A use-of-force expert with the Los Angeles Police Department testified on Wednesday that Derek Chauvin had used “deadly force” on George Floyd at a time when it was not appropriate to use any force.

Sgt. Jody Stiger, who works with the L.A.P.D. Inspector General’s Office to investigate wrongdoing in the department, reviewed evidence in the Chauvin case for prosecutors and said Mr. Chauvin had put Mr. Floyd at risk of positional asphyxia, a key point for prosecutors who have argued that Mr. Floyd died of asphyxia, meaning a loss of oxygen.

Sergeant Stiger said that even being handcuffed and in a prone position can make it harder to breathe.

“When you add body weight to that, it just increases the possibility of death,” he said.

The testimony from Sergeant Stiger came on the eighth day of the trial of Mr.

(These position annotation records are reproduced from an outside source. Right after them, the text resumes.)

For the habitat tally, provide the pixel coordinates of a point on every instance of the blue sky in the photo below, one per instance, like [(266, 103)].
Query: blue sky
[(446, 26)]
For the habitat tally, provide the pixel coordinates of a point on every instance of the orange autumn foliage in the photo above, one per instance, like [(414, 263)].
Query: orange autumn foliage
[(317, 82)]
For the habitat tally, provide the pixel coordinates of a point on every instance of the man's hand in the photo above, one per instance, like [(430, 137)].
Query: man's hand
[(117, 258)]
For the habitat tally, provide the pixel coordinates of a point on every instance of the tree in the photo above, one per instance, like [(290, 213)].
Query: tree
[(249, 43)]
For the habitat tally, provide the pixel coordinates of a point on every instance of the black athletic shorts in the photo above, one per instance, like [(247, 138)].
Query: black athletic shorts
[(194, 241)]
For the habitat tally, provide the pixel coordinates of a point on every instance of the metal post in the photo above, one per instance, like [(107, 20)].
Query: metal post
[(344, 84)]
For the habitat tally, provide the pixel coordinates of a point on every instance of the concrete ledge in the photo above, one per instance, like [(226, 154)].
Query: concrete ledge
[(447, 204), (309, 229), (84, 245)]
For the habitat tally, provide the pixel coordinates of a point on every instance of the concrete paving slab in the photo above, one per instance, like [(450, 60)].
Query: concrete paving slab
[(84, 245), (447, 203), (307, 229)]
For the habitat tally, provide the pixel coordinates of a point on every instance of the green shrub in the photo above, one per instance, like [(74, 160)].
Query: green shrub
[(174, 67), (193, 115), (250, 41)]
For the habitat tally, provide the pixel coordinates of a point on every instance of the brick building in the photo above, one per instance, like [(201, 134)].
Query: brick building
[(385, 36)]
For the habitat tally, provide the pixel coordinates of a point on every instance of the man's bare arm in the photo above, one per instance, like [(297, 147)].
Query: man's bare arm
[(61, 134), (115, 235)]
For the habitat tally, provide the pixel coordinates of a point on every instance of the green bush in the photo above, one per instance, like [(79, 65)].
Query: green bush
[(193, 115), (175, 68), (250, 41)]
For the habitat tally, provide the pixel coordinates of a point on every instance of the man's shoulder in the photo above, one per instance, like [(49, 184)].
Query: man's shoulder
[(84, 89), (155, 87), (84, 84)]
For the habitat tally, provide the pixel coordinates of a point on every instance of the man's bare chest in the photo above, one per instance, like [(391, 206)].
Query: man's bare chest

Chauvin, who has been charged with murdering Mr. Floyd. The sergeant has said that the officers who arrested Mr. Floyd were initially justified in using force to try to put him in the back of a police car and put him in the prone position, but “should have slowed down or stopped their force” once Mr. Floyd was on the ground.

Sergeant Stiger said on Wednesday that while Mr. Chauvin knelt on Mr. Floyd, he had appeared to use a “pain compliance” technique on one of Mr. Floyd’s hands. Sergeant Stiger said Mr. Chauvin could be seen, in body camera video, either pushing Mr. Floyd’s knuckles together or pulling his wrist against his handcuffs to hurt him. The sergeant said he could hear the handcuffs ratcheting tighter in one of the videos.

Those techniques may be appropriate to get a person to comply with police commands, Sergeant Stiger said, but he indicated that there was no opportunity for Mr. Floyd to comply.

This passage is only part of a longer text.